Both blocked_ptr and runnable_ptr are cmpxchg single-linked-lists. Yes
they can spin a little, but that's not a new problem, futex has all
that.

And ->state only needs single cmpxchg ops, no loops, either we got the
wakeup, or we didn't. The rest is done with memory ordering:

	server				worker

	self->state = RUNNABLE;		self->state = BLOCKED;

	head = xchg(list, NULL)		add_to_list(self, &server->blocked_ptr);

					if (try_cmpxchg_user(&server->umcg->state, RUNNABLE, RUNNING) > 0)
	sys_umcg_wait()				wake_up_process(server);

Either server sees the add, or we see it's RUNNABLE and wake it up
(or both).

If anything on the BLOCKED side goes wrong (bad pointers, whatever),
have it segfault.

<edit> Ooh, I forgot you can't just go wake the server when it's running
something else... so that does indeed need more states/complication, the
ordering argument stands though. We'll need something like
self->current_tid or somesuch </edit>

> > > +SYSCALL_DEFINE2(umcg_wait, u32, flags,
> > > +             const struct __kernel_timespec __user *, timeout)
> >
> > I despise timespec, tglx?
> 
> What are the alternatives? I just picked what the futex code uses.
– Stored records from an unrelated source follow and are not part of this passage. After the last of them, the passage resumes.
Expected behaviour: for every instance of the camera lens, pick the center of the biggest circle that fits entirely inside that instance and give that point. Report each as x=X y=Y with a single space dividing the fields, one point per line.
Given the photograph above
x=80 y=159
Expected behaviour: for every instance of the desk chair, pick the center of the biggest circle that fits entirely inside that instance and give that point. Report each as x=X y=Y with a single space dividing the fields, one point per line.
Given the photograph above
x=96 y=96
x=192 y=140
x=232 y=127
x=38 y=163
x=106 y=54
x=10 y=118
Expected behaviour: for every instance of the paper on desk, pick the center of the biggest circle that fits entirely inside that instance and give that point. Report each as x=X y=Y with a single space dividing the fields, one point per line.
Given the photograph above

u64 nanoseconds. Not sure tglx really wants to do that though, but
still, timespec is a terrible thing.

> In summary, two IMPORTANT QUESTIONS:
> 
> 1. thin vs fat syscalls: can we push some code/logic to the userspace
> (state changes, looping/retries), or do we insist on syscalls handling
> everything? 

Well, the way I see it it's a trade of what is handled where. I get a
smaller API (although I'm sure I've forgotten something trivial again
that wrecks everything <edit> I did :/ </edit>) and userspace gets to
deal with all of SMP and scheduling policies.
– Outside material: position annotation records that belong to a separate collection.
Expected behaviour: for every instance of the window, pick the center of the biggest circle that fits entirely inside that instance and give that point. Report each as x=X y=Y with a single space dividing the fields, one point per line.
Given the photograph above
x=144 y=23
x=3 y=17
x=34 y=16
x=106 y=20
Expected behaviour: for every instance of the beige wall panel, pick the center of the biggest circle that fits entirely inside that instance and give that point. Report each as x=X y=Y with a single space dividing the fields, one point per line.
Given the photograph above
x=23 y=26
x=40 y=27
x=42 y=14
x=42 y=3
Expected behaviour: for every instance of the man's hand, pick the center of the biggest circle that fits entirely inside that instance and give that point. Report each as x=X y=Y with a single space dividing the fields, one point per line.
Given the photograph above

You hard-coded a global-fifo and had a enormous number of syscalls and
needed to wrap every syscall invocation in order to fix up the return.

> Please have in mind that even if we choose the second
> approach (fat syscalls), the userspace will most likely still have to
> do everything it does under the first option just to handle
> signals/interrupts (i.e. unscheduled wakeups);

IIRC sigreturn goes back into the kernel and we can resume blocking
there.

> 2. kernel-side data vs userspace-only: can we avoid having kernel-side
> data? More specifically, what alternatives to rcu_read_lock and/or
> task_lock are available when working with userspace data?

What would you want locked and why?

Anyway, this email is far too long again (basically took me all day :/),
hope it helps a bit. Thomas is stuck fixing XSAVE disasters, but I'll
ask him to chime in once that's done.